Tuntut Perbaikan Jaminan Sosial SPN Sodorkan Konsep JS3H ke Jokowi

Jakarta, kabarberita.co.id – Beberapa elemen buruh hingga mahasiswa akan berunjuk rasa memperingati May Day di Patung Kuda, Jakarta Pusat, siang ini. Penutupan arus lalu lintas di lokasi yang mengarah ke Istana dilaksanakan secara situasional.

“Hari ini ada dua elemen massa yang akan turun melaksanakan aspirasinya di Patung kuda. Yang pertama elemen dari massa buruh yakni SPN dan KSPSI, dan mahasiswa, khususnya Trisakti, akan memperingati dan merayakan Hari Reformasi.

Dalam rangka memperingati Hari Buruh Internasional 2022, Serikat Pekerja Nasional (SPN) menggelar aksi di kawasan Monas Jakarta, Kamis (12/5/2022), menuntut pelaksanaan Jaminan Sosial Semesta Sepanjang Hayat (JS3H) bagi seluruh warga negara Indonesia dan penegakan hukum ketenagakerjaan.Dan Demopun akan berlanjut dari Gedung DPR RI longmarch ke GBK bersama Partai Buruh pada tanggal 14 Mei 2022.
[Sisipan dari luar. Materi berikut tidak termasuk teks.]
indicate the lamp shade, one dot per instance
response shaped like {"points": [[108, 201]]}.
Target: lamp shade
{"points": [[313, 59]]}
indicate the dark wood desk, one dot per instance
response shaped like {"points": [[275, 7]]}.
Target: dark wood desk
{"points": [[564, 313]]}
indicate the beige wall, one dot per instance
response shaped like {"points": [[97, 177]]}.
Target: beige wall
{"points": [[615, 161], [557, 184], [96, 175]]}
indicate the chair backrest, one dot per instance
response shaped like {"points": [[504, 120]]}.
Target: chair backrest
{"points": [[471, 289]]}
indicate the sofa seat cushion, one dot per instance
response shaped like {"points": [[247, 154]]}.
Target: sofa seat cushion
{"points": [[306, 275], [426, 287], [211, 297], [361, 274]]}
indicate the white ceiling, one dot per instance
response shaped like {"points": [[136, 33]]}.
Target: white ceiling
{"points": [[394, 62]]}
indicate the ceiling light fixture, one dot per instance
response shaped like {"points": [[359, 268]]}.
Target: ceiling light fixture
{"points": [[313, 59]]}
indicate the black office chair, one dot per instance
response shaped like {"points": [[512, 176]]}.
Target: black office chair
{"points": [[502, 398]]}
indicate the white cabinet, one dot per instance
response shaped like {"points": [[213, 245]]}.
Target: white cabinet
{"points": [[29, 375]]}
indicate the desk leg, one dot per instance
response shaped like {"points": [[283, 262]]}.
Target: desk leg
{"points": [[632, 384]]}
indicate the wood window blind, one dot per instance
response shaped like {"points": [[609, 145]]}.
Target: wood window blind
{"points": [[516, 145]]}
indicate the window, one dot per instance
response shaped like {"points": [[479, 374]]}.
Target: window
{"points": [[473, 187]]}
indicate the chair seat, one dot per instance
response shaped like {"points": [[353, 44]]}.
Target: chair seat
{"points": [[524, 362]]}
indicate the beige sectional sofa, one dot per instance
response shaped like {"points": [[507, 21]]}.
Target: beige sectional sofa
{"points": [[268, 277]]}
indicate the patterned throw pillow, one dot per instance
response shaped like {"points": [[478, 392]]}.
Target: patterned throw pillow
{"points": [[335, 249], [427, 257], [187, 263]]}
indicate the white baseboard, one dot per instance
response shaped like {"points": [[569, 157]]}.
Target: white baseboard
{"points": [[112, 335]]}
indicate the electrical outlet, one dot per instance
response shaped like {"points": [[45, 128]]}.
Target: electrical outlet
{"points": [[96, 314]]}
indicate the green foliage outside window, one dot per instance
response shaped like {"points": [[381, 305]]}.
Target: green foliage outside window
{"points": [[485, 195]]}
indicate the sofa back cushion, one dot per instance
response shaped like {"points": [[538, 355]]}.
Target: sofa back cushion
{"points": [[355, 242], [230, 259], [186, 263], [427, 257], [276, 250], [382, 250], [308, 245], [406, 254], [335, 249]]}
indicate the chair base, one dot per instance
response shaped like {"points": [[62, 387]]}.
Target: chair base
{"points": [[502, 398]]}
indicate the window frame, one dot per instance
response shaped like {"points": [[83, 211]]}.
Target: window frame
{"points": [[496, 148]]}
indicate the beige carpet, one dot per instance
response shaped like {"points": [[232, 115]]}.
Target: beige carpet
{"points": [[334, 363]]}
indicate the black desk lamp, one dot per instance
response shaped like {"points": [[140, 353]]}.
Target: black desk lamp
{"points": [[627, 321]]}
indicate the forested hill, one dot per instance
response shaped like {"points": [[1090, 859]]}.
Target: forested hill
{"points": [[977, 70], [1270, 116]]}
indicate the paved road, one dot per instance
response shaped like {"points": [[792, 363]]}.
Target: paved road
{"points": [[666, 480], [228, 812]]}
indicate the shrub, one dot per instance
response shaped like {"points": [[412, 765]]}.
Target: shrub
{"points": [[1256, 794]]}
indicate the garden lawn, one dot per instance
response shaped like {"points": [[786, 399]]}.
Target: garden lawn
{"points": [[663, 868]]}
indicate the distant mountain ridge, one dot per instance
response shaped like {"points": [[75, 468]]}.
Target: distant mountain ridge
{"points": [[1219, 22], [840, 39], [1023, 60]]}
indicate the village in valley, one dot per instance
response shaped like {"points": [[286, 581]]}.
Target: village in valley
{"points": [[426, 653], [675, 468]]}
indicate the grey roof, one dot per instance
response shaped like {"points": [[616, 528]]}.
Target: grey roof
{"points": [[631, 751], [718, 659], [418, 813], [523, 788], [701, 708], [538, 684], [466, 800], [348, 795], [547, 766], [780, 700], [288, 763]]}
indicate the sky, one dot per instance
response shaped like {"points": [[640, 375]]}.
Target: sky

Ketua Umum SPN, Djoko Heriyono berpendapat bahwa permasalahan Pekerja/Buruh dalam aktifitas ketenagakerjaan di Indonesia dewasa ini sungguh sangat memprihatinkan. Menurutnya, kebijakan Pemerintah Republik Indonesia yang tidak tegas dan cenderung tajam ke Pekerja/Buruh dan tumpul kepada investor menjadikan salah satu parameter kegagalan Pemerintah dalam menjalankan fungsi regulasinya.

“Kami meminta kepada pemerintah untuk memberikan Jaminan Sosial Semesta Sepanjang Hayat kepada seluruh rakyat Indonesia yang mencakup Jaminan Pemeliharaan Kesehatan, Jaminan Pengangguran, Jaminan Kecelakaan Kerja, Jaminan Kematian, Jaminan Hari Tua, Jaminan Pensiun, Jaminan Pesangon, Jaminan Kehamilan dan Melahirkan, Jaminan Keluarga, dan Jaminan Disabilitas. Termasuk Kompensasi penghasilan pekerja selama Cuti hamil melahirkan 6 bulan, dan atau selama tidak dapat bekerja karena sakit cacat sebagian atau cacat tetap mendapatkan jaminan penghasilan sesuai upah yang diterimanya dari Jaminan Sosial Nasional, dan Pekerja memasuki lanjut usia 60 tahun mendapatkan Jaminan Pensiun langsung tunai setiap bulannya sampai akhir hayat,” ungkapnya.

Dalam aksi tersebut, sejumlah perwakilan pimpinan SPN diterima oleh utusan dari kantor staf presiden (KSP) untuk membahas terkait tuntutan aksi. Berdasarkan hasil diskusi bersama KSP, kata Djoko, apa yang telah diperjuangkan SPN tentang job security, income security, dan sosial security dalam kemasan Jaminan Sosial Semesta Sepanjang Hayat sangat membantu perbaikan jaminan sosial.

“Dengan adanya regulasi-regulasi yang terus diperbaiki, maka pihak KSP meminta kerjasama dan pemerintah akan terus mendorong pemerintah provinsi maupun kabupaten/kota untuk merealisasikan JS3H,” ujarnya.

Sementara itu, Presiden KSPI Said Iqbal yang menyambangi massa aksi menilai bahwa JS3H merupakan cita-cita negara sebagaimana tertuang dalam sila kelima Pancasila yaitu Keadilan sosial bagi seluruh rakyat Indonesia.

“Tidak akan pernah ada keadilan sosial jika tidak ada jaminan sosial. Oleh karena itu, apa yang menjadi tuntutan SPN sudah benar,” pungkasnya.